We inserted five 100-yen coins into the slot…

…and something landed at the bottom with a thud.

It was a little box containing our seal! However, we were still missing the critical rail seal collection book and didn’t have anywhere to affix our seal on to. Since a sign said that the station office was staffed on weekdays from 10 a.m. to 1 p.m. and again from 2 p.m. to 6:30 p.m., it looked like another visit the following day would be necessary.

That’s why we found ourselves back at Kanada Station the next day in a little more sunlight.

Without wasting any time, we bought the very official-looking rail seal book for 2,200 yen. It definitely felt good supporting local transportation with the purchase as well.
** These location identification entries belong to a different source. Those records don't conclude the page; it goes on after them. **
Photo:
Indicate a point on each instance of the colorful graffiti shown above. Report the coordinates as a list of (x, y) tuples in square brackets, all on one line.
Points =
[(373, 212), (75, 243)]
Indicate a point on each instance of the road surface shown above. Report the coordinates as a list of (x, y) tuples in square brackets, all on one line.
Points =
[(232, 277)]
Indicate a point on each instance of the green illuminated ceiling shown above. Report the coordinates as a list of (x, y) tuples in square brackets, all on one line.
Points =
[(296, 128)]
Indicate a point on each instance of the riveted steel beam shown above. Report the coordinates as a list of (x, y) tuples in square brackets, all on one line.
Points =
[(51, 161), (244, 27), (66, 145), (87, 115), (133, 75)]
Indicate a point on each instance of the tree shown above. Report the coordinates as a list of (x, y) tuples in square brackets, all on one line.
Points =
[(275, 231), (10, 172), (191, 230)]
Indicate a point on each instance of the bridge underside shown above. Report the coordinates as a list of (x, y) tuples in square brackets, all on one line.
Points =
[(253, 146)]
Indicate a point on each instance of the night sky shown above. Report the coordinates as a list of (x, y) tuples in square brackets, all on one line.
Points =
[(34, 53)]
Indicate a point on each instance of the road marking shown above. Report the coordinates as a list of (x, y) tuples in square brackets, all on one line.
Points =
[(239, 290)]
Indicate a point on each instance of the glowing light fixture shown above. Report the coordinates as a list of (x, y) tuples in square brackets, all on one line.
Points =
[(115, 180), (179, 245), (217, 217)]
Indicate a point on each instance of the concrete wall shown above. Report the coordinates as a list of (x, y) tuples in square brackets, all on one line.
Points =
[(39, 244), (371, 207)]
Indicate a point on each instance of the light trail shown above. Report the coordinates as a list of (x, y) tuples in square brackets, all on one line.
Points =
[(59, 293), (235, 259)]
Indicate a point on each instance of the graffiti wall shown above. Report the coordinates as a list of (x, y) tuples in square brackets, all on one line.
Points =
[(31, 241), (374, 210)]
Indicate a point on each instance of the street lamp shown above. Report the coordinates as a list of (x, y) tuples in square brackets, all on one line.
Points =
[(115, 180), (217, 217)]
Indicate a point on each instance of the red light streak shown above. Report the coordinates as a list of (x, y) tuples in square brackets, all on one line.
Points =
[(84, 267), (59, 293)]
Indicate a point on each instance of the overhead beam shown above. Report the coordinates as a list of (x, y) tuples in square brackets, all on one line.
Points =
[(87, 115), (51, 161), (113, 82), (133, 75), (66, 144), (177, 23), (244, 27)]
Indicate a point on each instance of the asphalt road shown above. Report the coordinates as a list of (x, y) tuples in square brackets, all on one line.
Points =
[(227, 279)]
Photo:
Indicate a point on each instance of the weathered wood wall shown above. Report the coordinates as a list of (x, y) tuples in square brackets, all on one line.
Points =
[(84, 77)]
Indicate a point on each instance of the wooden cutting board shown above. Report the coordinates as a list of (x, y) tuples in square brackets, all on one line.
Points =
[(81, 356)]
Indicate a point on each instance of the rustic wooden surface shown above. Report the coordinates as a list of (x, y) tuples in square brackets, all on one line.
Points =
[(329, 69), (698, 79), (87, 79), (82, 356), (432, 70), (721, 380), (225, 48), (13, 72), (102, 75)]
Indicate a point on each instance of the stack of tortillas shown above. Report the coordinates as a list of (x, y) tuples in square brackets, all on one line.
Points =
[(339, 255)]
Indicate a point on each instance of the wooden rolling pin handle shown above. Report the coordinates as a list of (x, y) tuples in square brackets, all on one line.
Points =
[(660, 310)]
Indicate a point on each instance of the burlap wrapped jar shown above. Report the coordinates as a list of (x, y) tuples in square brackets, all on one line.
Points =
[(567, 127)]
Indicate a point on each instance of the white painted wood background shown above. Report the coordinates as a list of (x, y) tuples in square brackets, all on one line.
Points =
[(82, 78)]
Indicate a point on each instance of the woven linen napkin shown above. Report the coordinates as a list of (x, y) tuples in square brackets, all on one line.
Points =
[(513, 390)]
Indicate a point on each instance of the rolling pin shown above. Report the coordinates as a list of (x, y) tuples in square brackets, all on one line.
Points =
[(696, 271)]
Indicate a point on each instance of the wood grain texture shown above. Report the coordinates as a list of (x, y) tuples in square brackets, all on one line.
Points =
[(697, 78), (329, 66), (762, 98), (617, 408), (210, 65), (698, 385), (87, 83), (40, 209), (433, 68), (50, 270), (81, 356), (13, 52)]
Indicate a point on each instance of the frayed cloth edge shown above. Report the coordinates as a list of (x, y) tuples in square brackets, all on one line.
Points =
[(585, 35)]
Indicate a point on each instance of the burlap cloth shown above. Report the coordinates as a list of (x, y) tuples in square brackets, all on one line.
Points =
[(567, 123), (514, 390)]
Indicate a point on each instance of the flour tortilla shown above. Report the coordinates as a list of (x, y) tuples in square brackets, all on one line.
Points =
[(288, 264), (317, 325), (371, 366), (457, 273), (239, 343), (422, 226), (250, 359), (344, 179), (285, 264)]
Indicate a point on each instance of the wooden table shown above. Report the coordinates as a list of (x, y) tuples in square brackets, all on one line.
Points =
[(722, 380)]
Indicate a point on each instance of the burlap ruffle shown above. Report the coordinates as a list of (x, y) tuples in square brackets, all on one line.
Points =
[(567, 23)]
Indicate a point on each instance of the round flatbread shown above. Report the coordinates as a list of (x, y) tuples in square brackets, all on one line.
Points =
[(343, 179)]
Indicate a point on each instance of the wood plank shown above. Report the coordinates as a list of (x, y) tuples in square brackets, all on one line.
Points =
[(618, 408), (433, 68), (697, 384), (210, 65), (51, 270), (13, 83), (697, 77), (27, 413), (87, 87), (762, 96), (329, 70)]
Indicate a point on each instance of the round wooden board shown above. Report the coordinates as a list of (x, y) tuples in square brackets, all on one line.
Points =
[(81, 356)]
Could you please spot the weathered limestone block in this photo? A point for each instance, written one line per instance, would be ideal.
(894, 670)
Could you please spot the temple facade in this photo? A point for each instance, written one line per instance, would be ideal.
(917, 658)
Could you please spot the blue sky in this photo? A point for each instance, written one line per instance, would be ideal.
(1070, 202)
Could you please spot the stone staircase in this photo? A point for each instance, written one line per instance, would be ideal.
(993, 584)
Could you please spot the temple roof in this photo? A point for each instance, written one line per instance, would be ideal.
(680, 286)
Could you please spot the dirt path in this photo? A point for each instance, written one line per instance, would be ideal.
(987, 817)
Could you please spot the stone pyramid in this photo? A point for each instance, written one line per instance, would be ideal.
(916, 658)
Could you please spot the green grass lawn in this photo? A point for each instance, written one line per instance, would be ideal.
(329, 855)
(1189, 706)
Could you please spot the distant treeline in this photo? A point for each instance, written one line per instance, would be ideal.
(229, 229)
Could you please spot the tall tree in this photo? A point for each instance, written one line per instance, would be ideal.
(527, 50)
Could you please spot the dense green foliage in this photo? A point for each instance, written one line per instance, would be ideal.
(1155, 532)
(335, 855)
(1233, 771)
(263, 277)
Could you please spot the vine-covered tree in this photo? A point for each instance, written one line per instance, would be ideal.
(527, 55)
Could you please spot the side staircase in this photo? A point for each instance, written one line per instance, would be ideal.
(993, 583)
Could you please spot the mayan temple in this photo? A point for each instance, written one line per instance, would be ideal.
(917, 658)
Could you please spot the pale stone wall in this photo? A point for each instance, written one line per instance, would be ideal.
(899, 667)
When the rail seal books were first sold last year, they immediately sold out. By November 2021, there were supposedly already more than a few adventurers who had already collected all 40 stamps. With a completed book, you can apply for a “railway master card,” which definitely evokes a Pokémon trainer-like sense of excitement in us.

Each of the individual seals has its own unique flavor. This first Heichiku seal that we received had a “400 series Nanohana (rapeseed flowers) train car” as its main motif along with Heichiku mascot Chikumaru.
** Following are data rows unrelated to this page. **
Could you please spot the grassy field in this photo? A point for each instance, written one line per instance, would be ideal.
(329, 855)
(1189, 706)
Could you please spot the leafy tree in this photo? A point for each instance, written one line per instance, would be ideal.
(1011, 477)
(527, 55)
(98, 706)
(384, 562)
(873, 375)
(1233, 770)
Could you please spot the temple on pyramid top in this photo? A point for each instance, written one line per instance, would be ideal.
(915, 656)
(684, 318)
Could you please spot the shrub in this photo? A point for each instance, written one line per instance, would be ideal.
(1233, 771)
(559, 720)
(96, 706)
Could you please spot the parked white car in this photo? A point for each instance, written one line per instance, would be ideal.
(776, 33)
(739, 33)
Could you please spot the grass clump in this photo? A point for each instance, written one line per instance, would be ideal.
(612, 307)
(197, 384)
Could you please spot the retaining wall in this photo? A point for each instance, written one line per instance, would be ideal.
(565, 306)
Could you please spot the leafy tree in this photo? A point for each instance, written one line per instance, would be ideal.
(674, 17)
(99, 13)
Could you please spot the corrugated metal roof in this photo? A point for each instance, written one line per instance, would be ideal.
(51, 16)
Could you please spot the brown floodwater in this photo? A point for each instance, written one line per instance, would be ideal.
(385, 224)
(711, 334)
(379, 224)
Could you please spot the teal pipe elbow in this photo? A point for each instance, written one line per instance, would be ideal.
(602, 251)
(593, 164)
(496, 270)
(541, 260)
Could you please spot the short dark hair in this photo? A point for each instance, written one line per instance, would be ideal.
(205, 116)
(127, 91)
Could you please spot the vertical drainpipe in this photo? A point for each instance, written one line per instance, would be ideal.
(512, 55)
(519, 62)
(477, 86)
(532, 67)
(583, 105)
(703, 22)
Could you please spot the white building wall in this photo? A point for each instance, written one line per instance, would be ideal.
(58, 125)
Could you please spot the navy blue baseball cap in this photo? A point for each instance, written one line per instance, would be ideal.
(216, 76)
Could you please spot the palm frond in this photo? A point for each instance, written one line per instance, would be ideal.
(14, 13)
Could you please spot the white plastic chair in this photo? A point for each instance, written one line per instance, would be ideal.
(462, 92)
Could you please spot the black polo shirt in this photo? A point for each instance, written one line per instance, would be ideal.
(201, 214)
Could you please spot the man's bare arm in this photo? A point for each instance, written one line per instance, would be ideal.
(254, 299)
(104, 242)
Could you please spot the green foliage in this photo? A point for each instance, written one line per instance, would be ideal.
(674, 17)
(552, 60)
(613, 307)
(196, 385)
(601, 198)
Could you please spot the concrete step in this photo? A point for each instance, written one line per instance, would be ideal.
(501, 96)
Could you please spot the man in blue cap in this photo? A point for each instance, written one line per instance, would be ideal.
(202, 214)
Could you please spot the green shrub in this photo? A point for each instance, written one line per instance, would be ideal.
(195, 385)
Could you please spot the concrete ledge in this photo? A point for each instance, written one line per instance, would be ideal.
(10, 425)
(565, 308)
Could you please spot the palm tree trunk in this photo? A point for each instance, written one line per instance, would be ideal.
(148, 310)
In case you’re wondering why the more expensive seal option that we chose is called the collaboration version, it’s a limited-time offering by 15 of the participating rail companies. In particular, each collaboration version features a colorful depiction of a local train car is printed near the top of the seal.

If you collect all of the collaboration versions, the cars will appear to be linked at the top of your collection book’s consecutive pages. The individual railway mascots and the stations’ names are also prominently noted, adding a further local touch.

By the way, we also received a “rail card” at the time of our rail seal purchase. You can receive one of these at all of the participating train stations and they’re an added incentive to collect ’em all (yep, the Pokémon theme is definitely strong here).

On a final note, we couldn’t leave Kanada Station without seeing Heichiku’s famous “Super Happy” train. The design pf this train was completed by professional artist Kensuke Miyazaki along with the children of Fukuchi City, Fukuoka Prefecture (indeed, the “fuku” in both “Fukuchi” and “Fukuoka” means “lucky”). It’s said that anyone who sees this train will become happy.

With that last item of business crossed off and our happiness amplified, we’ll now turn our attention back to collecting the rail seals. Where will we end up next? Maybe we’ll combine getting our second rail seal with a trip to check out some of the newest Pokéfuta to check off two collection boxes at the same time.